When toInteractable() is called, the outputType is resolved as the interactable's local producer contract. In other words, it describes what that interactable itself may synthesize.

returns(...) is not serialized in blueprints because it is a runtime boundary wrapper, not part of the interactable's own LLM request contract.

If you want a typed interaction API after deserializing, either:

  • call blueprint.toStructured(MyType.class) when the local contract already matches what you want to parse, or
  • call blueprint.toInteractable().returns(MyType.class) when you want a wider external boundary contract.

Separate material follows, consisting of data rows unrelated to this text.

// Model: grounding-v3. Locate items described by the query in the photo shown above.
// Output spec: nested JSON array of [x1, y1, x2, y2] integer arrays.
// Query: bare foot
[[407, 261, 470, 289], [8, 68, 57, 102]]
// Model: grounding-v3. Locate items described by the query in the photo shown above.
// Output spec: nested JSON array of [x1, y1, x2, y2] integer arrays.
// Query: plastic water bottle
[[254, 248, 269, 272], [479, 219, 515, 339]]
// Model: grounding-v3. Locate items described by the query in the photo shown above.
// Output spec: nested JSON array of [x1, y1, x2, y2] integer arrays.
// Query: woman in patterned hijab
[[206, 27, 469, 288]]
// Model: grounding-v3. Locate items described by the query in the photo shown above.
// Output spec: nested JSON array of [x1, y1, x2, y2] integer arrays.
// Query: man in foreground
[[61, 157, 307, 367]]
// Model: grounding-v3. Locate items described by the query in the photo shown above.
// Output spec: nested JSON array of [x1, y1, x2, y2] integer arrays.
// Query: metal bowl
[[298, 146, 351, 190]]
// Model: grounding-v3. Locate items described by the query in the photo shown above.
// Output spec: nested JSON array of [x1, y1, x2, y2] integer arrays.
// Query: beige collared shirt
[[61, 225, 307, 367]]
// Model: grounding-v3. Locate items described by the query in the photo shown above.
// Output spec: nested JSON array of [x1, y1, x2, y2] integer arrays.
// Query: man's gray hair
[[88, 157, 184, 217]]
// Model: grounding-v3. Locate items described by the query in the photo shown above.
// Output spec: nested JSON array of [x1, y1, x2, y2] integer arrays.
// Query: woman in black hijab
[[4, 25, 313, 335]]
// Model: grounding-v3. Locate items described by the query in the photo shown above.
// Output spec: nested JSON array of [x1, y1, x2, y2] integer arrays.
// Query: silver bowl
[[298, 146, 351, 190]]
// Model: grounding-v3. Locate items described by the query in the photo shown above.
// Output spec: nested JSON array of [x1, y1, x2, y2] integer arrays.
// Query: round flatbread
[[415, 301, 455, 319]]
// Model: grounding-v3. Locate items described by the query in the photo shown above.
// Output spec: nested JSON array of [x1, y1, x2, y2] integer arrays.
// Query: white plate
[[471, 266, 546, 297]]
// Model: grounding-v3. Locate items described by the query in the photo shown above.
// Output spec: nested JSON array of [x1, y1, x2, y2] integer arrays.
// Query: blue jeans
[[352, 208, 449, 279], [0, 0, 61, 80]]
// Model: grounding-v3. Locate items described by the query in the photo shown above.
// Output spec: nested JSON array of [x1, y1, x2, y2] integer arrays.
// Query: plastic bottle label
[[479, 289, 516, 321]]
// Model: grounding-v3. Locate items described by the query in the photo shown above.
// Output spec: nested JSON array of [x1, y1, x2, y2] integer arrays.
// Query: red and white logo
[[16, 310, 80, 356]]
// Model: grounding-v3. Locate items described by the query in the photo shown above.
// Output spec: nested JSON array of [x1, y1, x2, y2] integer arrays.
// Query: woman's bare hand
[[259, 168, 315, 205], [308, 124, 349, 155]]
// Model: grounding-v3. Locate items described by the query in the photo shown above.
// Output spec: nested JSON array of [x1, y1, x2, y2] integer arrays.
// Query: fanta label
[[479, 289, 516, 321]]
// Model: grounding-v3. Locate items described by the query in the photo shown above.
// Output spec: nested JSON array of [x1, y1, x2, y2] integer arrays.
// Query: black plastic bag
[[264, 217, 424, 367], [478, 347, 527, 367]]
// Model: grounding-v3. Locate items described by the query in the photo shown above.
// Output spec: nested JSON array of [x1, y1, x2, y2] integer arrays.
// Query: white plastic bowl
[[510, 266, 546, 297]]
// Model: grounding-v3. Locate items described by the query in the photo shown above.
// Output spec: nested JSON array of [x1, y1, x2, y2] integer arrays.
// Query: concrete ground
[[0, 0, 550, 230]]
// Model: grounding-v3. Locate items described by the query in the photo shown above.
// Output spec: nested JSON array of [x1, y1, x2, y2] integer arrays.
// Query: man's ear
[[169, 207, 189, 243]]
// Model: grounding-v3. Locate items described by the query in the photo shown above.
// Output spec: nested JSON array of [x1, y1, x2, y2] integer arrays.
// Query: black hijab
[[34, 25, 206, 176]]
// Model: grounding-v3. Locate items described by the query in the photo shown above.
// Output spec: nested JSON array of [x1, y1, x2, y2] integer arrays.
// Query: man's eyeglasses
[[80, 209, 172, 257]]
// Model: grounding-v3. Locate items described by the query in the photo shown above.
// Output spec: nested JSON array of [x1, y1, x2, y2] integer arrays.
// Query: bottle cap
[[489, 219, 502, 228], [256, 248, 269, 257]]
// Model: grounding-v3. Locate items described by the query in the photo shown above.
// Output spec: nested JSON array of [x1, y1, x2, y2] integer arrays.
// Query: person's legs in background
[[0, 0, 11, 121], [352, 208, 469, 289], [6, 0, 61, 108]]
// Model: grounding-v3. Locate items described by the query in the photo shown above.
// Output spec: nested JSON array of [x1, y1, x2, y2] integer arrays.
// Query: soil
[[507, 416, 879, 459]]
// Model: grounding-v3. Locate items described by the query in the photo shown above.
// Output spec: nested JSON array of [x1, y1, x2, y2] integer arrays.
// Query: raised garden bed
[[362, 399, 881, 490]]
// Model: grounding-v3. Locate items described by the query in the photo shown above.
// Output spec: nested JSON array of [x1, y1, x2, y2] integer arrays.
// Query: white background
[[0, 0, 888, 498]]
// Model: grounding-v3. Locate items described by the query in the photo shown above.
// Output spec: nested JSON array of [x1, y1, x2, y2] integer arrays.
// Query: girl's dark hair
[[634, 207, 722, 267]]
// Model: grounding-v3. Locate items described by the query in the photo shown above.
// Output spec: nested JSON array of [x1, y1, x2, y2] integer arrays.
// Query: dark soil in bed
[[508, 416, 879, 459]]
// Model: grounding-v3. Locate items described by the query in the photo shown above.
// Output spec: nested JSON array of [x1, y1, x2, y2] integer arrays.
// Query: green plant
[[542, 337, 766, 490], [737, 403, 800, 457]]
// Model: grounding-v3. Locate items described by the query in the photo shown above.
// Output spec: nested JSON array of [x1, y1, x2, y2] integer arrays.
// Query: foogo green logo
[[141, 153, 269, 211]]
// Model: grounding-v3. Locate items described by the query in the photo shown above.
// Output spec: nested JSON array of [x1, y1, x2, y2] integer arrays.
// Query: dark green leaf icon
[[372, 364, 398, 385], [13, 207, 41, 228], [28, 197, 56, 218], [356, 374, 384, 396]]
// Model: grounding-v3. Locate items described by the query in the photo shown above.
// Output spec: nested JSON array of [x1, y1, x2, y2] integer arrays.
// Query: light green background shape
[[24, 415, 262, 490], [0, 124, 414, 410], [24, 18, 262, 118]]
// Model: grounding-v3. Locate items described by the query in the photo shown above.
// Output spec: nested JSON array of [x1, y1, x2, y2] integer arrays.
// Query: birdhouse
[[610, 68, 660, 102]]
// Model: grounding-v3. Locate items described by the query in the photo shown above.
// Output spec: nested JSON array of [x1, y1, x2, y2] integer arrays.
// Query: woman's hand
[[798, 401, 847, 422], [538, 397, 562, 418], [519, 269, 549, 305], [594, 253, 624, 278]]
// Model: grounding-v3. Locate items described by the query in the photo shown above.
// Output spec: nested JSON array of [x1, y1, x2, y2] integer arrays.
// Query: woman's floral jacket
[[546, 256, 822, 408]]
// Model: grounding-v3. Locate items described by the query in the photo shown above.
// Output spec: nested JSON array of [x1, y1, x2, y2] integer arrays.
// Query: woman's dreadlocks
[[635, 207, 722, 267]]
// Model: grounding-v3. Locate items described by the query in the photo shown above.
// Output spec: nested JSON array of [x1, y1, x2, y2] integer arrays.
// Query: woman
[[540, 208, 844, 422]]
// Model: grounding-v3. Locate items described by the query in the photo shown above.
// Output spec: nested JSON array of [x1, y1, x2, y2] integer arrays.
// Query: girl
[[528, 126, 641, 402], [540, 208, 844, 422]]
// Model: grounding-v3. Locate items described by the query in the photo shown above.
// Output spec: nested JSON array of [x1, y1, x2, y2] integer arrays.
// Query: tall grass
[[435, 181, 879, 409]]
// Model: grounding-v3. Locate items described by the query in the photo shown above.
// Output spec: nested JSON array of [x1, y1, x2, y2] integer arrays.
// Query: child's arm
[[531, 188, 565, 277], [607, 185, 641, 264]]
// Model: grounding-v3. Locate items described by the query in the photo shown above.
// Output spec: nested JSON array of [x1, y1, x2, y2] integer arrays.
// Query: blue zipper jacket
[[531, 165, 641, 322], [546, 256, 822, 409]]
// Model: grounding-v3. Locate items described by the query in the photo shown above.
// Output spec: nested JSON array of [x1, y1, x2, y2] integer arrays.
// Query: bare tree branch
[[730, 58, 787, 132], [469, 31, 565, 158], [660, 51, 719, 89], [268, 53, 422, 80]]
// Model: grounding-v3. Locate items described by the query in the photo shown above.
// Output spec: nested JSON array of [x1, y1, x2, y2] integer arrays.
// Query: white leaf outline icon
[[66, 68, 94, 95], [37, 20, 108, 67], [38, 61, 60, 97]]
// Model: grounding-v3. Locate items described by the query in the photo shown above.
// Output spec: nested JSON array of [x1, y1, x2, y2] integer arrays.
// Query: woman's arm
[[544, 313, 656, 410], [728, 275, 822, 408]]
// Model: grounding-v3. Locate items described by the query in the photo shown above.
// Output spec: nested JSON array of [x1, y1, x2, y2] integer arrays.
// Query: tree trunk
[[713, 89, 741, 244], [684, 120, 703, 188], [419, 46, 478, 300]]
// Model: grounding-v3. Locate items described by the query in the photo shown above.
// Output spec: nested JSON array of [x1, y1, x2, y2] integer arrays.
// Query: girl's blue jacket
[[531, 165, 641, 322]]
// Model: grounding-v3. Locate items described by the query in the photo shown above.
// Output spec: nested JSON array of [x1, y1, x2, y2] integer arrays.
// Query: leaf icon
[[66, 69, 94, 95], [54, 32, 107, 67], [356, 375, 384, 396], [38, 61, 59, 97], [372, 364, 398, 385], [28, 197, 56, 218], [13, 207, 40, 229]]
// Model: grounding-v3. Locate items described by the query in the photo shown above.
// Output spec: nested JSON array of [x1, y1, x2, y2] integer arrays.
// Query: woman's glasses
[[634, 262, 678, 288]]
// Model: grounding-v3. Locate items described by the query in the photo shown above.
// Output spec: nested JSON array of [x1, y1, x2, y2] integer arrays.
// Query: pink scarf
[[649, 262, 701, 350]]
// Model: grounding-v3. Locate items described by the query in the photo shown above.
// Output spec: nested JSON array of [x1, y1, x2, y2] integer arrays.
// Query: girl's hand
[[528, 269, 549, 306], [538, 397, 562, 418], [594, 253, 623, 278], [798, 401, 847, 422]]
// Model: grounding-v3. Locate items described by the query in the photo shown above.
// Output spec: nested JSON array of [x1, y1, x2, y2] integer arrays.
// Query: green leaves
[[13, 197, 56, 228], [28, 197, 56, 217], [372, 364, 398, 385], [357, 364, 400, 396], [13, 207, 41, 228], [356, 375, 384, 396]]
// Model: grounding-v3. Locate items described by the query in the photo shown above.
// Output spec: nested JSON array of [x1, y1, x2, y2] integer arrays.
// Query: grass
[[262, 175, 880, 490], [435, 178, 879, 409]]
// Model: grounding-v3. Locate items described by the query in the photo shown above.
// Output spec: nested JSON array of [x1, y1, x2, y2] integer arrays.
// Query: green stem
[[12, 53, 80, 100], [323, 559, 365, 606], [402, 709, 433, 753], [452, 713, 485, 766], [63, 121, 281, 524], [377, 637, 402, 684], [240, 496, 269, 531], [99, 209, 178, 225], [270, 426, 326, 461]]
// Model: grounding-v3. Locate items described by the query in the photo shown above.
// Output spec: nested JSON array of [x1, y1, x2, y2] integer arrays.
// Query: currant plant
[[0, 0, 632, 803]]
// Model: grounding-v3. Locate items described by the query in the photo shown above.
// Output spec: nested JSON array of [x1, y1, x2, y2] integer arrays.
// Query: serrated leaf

For terminal structured delegation, serialize the propagated branch on the specific handoff edge:

type: agent
name: MainAgent
model: gpt-4o
instructions: Route to the specialist when needed.
outputType: com.acme.contracts.MainDirectOutput
maxTurns: 3
responder:
  provider: OPEN_ROUTER
  apiKeyEnvVar: OPENROUTER_API_KEY
toolClassNames: []
handoffs:
  - name: transfer_to_activities
    description: Use for activity workflows.
    propagatedOutputType: com.acme.contracts.ActivityResult
    target:
      type: agent
      name: Activities
      model: gpt-4o
      instructions: Return the final activity result.
      outputType: com.acme.contracts.ActivityResult
      maxTurns: 3
      responder:
        provider: OPEN_ROUTER
        apiKeyEnvVar: OPENROUTER_API_KEY
      toolClassNames: []
      handoffs: []
      inputGuardrails: []
      outputGuardrails: []
inputGuardrails: []
outputGuardrails: []

propagatedOutputType accepts canonical Java type strings, so generic forms such as java.util.List<com.acme.contracts.ActivityResult> also round-trip correctly.

Note: The referenced classes must be on the classpath and have fields matching the LLM's response structure.